Début des années 80,
Axel Bauer signe
«Cargo de nuit». 700 000 exemplaires vendus et le chanteur en costume de marin se transforme en icône des Eighties. Il restera cependant l’homme d’un tube, sa maison de disques faisant naufrage peu après. Tombé dans l’oubli, il s’exile à Londres et enregistre un album techno,
«Les nouveaux seigneurs». Un bide. Désespéré, il ne retrouve du boulot qu’auprès de
Jean-Louis Aubert qui lui offre deux duos sur
«Bleu Blanc Vert». L’ex-leader de Téléphone l’encourage à produire un second opus et invite
Catherine Ringer, la chanteuse des
Rita Mitsouko à se joindre à eux.
«Sentinelles» voit le jour en 90 avec un single phare :
«Eteins la lumière».
Renouant avec le succès,
Axel Bauer en profite pour faire un retour aux sources au Sahara.
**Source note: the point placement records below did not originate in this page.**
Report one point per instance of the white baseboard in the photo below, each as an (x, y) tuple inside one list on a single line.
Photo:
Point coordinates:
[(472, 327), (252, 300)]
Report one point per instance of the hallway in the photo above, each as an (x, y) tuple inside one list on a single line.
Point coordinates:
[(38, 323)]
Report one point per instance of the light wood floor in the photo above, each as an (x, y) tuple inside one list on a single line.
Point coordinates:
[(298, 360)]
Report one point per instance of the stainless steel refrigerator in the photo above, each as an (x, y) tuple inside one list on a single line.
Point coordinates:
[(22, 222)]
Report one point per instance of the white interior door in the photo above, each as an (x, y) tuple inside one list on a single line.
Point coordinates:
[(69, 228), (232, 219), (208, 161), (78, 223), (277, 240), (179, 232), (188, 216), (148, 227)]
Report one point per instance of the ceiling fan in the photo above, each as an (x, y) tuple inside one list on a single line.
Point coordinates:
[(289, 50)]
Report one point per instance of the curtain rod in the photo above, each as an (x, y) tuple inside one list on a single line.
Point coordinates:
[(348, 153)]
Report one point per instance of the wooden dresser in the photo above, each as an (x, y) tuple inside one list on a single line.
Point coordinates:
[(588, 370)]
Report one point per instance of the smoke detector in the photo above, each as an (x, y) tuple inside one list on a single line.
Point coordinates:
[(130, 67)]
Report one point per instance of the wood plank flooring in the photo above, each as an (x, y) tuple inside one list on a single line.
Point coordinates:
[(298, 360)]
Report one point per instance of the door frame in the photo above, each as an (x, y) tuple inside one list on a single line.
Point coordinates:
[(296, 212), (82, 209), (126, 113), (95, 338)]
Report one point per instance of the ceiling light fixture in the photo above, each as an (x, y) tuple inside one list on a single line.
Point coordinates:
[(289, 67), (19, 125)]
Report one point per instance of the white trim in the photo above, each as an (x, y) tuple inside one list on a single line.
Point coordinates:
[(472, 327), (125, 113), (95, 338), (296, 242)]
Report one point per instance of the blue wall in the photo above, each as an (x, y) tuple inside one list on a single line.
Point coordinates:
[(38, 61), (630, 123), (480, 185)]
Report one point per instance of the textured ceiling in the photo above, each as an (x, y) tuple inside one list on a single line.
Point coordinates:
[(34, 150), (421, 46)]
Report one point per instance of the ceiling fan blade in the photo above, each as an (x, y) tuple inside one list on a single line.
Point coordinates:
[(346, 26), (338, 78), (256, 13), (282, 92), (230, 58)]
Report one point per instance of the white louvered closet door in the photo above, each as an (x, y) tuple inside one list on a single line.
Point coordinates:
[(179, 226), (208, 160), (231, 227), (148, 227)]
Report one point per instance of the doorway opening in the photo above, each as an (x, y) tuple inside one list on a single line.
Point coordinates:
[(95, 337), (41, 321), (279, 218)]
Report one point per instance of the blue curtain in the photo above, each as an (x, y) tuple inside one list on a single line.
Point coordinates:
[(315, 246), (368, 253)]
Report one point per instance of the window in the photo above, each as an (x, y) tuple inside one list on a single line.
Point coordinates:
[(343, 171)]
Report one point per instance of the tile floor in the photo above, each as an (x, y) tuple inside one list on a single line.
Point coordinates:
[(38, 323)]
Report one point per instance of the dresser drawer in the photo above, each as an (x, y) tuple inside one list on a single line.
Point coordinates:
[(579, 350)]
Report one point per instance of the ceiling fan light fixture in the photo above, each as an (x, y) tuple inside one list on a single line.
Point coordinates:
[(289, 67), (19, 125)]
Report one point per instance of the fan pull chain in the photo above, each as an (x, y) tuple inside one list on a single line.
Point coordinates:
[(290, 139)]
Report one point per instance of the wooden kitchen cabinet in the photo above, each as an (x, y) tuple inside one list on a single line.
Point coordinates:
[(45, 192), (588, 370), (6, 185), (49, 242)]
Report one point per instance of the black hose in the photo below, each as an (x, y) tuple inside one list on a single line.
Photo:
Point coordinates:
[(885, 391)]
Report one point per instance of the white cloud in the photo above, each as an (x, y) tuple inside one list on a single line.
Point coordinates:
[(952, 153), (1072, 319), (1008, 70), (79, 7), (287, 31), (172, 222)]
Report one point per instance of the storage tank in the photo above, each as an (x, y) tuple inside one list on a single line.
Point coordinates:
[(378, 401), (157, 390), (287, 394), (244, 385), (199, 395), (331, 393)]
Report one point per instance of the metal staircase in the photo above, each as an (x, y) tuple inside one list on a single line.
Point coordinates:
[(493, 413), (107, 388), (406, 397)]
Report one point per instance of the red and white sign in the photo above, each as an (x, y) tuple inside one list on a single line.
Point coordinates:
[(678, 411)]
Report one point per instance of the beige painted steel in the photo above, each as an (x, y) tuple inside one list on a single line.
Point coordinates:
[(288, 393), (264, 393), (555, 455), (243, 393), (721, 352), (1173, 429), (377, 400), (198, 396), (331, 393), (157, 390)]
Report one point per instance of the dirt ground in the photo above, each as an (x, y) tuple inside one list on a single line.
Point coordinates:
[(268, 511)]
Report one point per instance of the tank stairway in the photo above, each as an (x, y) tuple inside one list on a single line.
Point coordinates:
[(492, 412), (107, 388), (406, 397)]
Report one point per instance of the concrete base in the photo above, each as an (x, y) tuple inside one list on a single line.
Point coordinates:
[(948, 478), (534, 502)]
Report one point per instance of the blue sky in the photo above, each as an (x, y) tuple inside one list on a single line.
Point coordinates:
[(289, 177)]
Puis se remet à l’écriture avec un troisième album :
«Simple mortel». C’est la fin d’
Axel Bauer en solo. Ainsi dès 1999, le chanteur partage le micro avec son épouse puis occasionnellement avec ses camarades
Miossec et Zazie. En 2002, sa collaboration avec l’interprète zen
(«A ma place») lui vaut d’ailleurs le NRJ Music Award de la meilleure chanson francophone. Titillé par autant de popularité,
Florent Pagny lui propose également un duo,
«Terre». En 2003,
Axel Bauer sort
«La Désintégrale» pour fêter son 20e anniversaire.